I'm using Python 2.7.6 on Mac. The character was in the heading in my case but I don't think that would make a difference.
I tried the following:
In [1]: from pyquery import PyQuery
In [2]: text = '’'
In [3]: print text
’
In [4]: d = PyQuery(text, parser='html')
In [5]: d
Out[5]: [<p>]
In [6]: print d.__unicode__().encode('utf8')
<p>â</p>
In [7]: d.__unicode__().encode('utf8')
Out[7]: '<p>\xc3\xa2\xc2\x80\xc2\x99</p>'
Am I missing something?
filetext = f.read().decode('utf8')
should fix this I think. Let me check and get back.
Strange. My repl produced the same results.
Maybe we have different wget versions which produce differently encoded html files.
Your decode solution worked for me though:
>>> text = "I’m going crazy"
>>> d = PyQuery(text, parser='html')
>>> print d.__unicode__().encode('utf8')
Iâm going crazy
>>> text = "I’m going crazy".decode('utf8')
>>> d = PyQuery(text, parser='html')
>>> print d.__unicode__().encode('utf8')
I’m going crazy
added decode fix to this pull request
Thanks! I have a feeling this might break with the wget version you were using. (I'm assuming your wget returns a UTF encoded file as it didn't break the apostrophe last time, I might be wrong here)
In [2]: text = u'’'
In [3]: d = PyQuery(text, parser='html')
In [4]: d.__unicode__().encode('utf8')
Out[4]: '<p>\xe2\x80\x99</p>'
In [5]: print d.__unicode__().encode('utf8')
<p>’</p>
In [6]: text.decode('utf8')
---------------------------------------------------------------------------
UnicodeEncodeError Traceback (most recent call last)

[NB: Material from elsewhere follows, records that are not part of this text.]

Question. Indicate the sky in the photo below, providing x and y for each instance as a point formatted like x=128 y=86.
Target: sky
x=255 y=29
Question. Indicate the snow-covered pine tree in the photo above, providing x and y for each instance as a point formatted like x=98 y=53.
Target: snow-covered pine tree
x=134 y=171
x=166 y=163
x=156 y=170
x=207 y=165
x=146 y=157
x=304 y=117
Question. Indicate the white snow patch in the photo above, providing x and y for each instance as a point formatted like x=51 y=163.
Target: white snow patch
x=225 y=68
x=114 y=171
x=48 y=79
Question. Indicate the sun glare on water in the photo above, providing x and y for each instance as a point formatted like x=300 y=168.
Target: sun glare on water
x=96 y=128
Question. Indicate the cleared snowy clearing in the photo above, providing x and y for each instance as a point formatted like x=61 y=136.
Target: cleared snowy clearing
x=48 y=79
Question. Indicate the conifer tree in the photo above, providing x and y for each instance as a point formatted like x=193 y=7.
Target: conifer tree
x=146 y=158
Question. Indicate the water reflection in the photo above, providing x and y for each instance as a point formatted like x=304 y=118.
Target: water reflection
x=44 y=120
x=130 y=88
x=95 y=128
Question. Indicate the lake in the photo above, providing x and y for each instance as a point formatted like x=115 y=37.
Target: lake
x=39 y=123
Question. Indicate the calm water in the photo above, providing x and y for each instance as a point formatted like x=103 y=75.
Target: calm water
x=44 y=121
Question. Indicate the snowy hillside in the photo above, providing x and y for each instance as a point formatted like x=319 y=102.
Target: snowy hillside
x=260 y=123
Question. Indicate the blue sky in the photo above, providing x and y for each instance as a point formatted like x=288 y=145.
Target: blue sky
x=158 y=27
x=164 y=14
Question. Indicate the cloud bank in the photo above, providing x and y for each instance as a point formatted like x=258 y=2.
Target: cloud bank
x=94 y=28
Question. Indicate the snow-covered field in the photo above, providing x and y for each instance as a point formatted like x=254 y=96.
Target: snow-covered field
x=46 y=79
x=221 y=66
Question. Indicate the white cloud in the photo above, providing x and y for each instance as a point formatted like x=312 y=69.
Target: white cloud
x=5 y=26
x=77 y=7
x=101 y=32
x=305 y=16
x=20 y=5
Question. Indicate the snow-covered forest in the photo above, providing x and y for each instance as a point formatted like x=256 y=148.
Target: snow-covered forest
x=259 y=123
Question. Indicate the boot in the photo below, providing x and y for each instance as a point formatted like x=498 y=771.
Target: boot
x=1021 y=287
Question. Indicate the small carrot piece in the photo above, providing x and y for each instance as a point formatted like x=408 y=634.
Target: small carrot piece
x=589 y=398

<ipython-input-6-57d99c085dcd> in <module>()
----> 1 text.decode('utf8')
Can you please try if buster is working in your case? If it's not, we should add a check for decoding only if the filetext is of type str.
You're right. I should've checked that. It worked for some pages but it failed with test_page.html
which I've committed to this pull request.
test_page.html
is a wget-generated page, containing a blog post with title "I’m testing an apostrophe" and body "I’m writing a blog.".
Here is what my system yields.
Python 2.7.6 (v2.7.6:3a1db0d2747e, Nov 10 2013, 00:42:54)
[GCC 4.2.1 (Apple Inc. build 5666) (dot 3)] on darwin
Type "help", "copyright", "credits" or "license" for more information.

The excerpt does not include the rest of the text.